Try something like this:

var bluebird = require('bluebird');

function Foo() { }

Foo.prototype.method1 = function (cb) { cb(null, 'method1'); };
Foo.prototype.method2 = function (cb) { cb(null, 'method2'); };
Foo.prototype.method3 = function (cb) { cb(null, 'method3'); };

var foo = bluebird.promisifyAll(new Foo());

foo.method1Async()
.then(function (r1) {
  console.log('step 1');
  // cancel then-chain
  console.log("Task stopped");
  // just stop right here
  return bluebird.reject('some reason');
})
.then(function (r2) {
  console.log('step 2');
  console.log(r2);
}).then(function (r3) {
  console.log('step 3');
  console.log(r3);
})
.catch(function (er) {
  console.log('Catch!');
  console.log('Error:', er);
});

Instead of:

  return bluebird.reject('some reason');

you can use:

  throw 'some reason';

and the result would be the same but you didn't want to throw errors so you can return a rejected promise instead.

Update 1

But if your intention is to run all 3 methods in series then you will also need to return the next promise at each step with something like this:

var bluebird = require('bluebird');

function Foo() { }

Foo.prototype.method1 = function (cb) { cb(null, 'method1'); };
Foo.prototype.method2 = function (cb) { cb(null, 'method2'); };
Foo.prototype.method3 = function (cb) { cb(null, 'method3'); };

var foo = bluebird.promisifyAll(new Foo());

foo.method1Async()
.then(function (r1) {
  console.log('step 1');
  console.log('got value:', r1);
  // cancel? change to true:
  var cancel = false;
  if (cancel) {
    console.log("Task stopped");
    return bluebird.reject('some reason');
  } else {
    console.log('Keep going');
    return foo.method2Async();
  }
})
.then(function (r2) {
  console.log('step 2');
  console.log('got value:', r2);
  return foo.method3Async();
}).then(function (r3) {
  console.log('step 3');
  console.log('got value:', r3);
})
.catch(function (er) {
  console.log('Catch!');
  console.log('Error:', er);
});

Currently the code in your question would never run any other method than the first one.

Update 2

Another example that doesn't call the last catch for that case:

foo.method1Async()
.then(function (r1) {
  console.log('step 1');
  console.log('got value:', r1);
  // cancel? change to true:
  var cancel = true;
  if (cancel) {
    console.log("Task stopped");
    return bluebird.reject('some reason');
  } else {
    console.log('Keep going');
    return foo.method2Async();
  }
})
.then(function (r2) {
  console.log('step 2');
  console.log('got value:', r2);
  return foo.method3Async();
}).then(function (r3) {
  console.log('step 3');
  console.log('got value:', r3);
})
.catch(function (er) {
  if (er === 'some reason') {
    return bluebird.resolve('ok');
  } else {
    return bluebird.reject(er);
  }
})
.catch(function (er) {
  console.log('Catch!');
  console.log('Error:', er);
});

Explanation

Think of it this way: in synchronous code if you had:

r1 = fun1();
r2 = fun2();
r3 = fun3();

then the only way for fun1 to cancel the execution of fun2 and fun3 would be to throw an exception.
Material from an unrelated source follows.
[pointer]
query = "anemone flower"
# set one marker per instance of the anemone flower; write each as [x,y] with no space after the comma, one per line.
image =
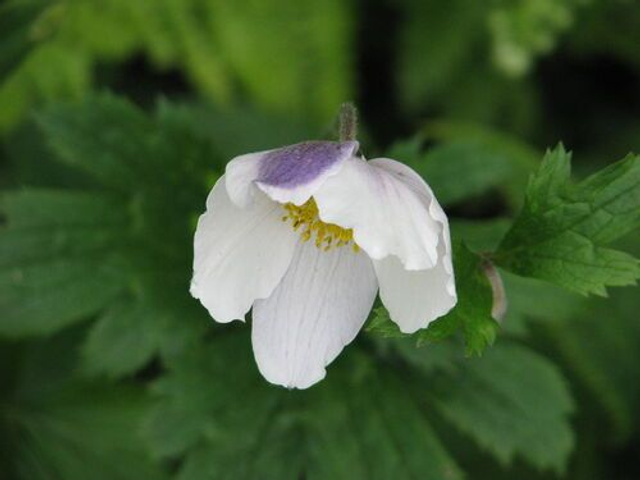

And similarly for promises, the only way that one then handler could cancel the execution of the next then handler is to return a rejected promise. And just like with synchronous code that thrown exception would be caught by the catch block, here that rejected promise would be passed to the catch handler.

With synchronous code you can have an internal try/catch that catches the exception and rethrows it if it isn't the specific one that you used to cancel your execution. With promises you can have an earlier catch handler that does essentially the same.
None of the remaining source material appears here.